In Poland, unemployed people also enjoy an insurance benefit program that helps them receive means-tested unemployment insurance for12 months. The condition for receipt under the unemployment insurance act requires that the claimant be registered as an unemployed person and ready to perform full-time duties, and aged from 18 to retirement age. In addition,a person must not possess an agricultural land of more than 2 hectares. Calculations on gross benefits are done at a flat rate of 36% of the national average wage and fully indexed on a quarterly basis. The benefits are taxable by the government. The benefits are paid six days per week for 12 months after a one-day processing period.
- Health Care Coverage for the eligible recipients and their dependents.
Statistical data from OECD shows that about 13.5 per cent of a Polish population is over the age of 65 years and 3.2 per cent over the age of 80 years. About 1 per cent of aged people and other eligible individuals receive health care coverage each year since 2008. The country mostly relies on traditional provisions of informal care offered to families. The health sector conducts the health care coverage. Three types of benefits are available for eligible recipients and their families. These are nursing and care facilities, care and treatment facilities, and palliative care homes. The health sector makes a standard assessment in order to determine the eligibility of an individual to receive health care coverage. Persons with less than 40 percent of independence on Barthel index are eligible for Health care coverage for the duration of 6 months. Disabled individuals over 16 years of age are also eligible only if their disability was certified before they attained 21 years of age. The state social insurance caters for nursing supplements for eligible people and their dependants, especially for people over the age of 75 or those who cannot leave independently (OECD, 2011).
- Social Security Reforms: pending or implemented.
The government of Poland has introduced social security reforms, with some reforms implemented while others still pending. The first modification concerns the social insurance old-age pensions. The proposed changes required the increment of the retirement age and longer contribution periods introduced. Secondly, the reform on lower replacement rates for short-term benefits was introduced, especially for maternity and sickness, the reform was implemented. In addition, the reform on replacing general housing with housing allowances to target low-income households was proposed but still pending. Finally, a reform requiring personal health benefits to be integrated with new health insurance systems was proposed. The following move aimed at ensuring public health services were managed by the government, but it has not been implemented yet (Müller, Ryll & Wagener, 2009, p. 53).
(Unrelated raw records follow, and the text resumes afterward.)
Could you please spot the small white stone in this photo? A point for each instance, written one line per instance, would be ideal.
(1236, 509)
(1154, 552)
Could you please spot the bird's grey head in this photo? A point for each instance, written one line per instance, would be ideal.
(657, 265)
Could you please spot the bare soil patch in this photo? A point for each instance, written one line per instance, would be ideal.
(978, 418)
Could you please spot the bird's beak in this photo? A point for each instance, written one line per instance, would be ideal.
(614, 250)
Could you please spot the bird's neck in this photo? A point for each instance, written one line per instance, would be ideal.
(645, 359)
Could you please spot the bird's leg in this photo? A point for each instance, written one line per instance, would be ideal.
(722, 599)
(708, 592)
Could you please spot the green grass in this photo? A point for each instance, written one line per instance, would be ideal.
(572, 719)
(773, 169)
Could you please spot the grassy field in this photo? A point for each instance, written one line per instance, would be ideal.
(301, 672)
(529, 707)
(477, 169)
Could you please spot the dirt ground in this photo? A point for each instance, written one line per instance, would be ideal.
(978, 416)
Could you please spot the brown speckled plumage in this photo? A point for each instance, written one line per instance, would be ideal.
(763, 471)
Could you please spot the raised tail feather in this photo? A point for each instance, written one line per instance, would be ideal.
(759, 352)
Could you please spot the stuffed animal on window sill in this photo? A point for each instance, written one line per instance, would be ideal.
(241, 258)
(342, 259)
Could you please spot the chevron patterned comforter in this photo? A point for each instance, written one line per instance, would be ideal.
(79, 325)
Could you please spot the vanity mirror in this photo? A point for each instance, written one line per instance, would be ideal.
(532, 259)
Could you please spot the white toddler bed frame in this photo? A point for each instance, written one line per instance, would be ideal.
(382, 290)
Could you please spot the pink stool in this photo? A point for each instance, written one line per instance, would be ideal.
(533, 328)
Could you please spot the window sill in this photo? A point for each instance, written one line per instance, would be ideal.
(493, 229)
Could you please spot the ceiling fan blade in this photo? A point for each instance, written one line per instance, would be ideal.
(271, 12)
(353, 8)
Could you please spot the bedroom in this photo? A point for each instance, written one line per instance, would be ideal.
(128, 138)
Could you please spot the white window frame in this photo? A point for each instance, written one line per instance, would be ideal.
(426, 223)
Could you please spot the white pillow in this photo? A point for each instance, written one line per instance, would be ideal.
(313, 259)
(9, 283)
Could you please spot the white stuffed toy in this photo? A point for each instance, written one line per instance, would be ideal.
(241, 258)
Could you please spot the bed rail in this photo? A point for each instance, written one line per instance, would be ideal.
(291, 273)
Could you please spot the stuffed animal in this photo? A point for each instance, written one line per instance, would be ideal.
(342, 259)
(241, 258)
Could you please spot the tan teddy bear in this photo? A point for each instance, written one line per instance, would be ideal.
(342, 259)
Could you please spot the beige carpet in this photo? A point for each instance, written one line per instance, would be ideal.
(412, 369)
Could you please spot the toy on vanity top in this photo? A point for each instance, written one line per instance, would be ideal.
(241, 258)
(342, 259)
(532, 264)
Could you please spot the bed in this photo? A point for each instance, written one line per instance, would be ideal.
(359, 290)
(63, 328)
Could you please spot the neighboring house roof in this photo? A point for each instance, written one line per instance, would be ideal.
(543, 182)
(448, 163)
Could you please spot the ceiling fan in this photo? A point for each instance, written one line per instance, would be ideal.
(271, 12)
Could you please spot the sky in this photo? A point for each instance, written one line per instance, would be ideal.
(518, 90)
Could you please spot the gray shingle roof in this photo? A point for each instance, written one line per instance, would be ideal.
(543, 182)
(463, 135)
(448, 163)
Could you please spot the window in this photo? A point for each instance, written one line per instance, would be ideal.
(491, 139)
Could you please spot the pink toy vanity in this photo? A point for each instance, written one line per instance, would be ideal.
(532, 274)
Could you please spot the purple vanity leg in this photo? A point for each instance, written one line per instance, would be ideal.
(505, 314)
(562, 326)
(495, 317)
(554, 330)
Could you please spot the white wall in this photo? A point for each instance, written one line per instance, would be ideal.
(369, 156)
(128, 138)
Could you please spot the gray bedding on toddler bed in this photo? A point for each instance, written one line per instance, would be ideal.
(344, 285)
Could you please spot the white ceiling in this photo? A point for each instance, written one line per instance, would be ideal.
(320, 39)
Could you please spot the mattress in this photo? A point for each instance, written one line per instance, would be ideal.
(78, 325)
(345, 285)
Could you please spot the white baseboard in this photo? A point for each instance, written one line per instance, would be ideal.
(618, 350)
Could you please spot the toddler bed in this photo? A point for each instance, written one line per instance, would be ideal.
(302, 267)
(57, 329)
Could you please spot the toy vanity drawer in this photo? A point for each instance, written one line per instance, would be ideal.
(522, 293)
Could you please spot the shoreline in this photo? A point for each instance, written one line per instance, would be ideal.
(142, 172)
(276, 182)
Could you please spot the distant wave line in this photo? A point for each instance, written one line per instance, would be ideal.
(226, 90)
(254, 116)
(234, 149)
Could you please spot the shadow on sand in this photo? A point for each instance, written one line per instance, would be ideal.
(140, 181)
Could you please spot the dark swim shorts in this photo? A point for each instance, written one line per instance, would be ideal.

- Problems and issues with the system.
The social security system of Poland has many problems and issues that require an immediate response from the concerned parties because of many problems received from complainants. To start with, employees complain of high rates of taxes whereas they receive little salaries. From question 5, the amount of income offered to an employee by an employer depends on the rate of taxation of that specific employer. Employees have been calling upon the government to introduce policies that prevent employers from paying taxes using their salaries. On the other hand, the pension system has an issue because people wait for a long time before receiving their grants. The problem comes because of lack of proper record keeping, and inefficient of some security scheme employees (Świa̜tkowski, 2013).
References
Müller, K., Ryll, A., & Wagener, H.-J. (2009). Transformation of social security: Pensions in
Central-Eastern Europe. Heidelberg: Physica-Verlag.
OECD. (2012). Social Spending during the crisis: Social Expenditure Data Update 2012. OECD
OECD (2011), Help Wanted? Providing and Paying for Long-Term Care, Paris. Retrieved from:
www.oecd.org/health/longtermcare
Świa̜tkowski, A. (2010). Social security law in Poland. Alphen an den Rijn: Kluwer Law
International.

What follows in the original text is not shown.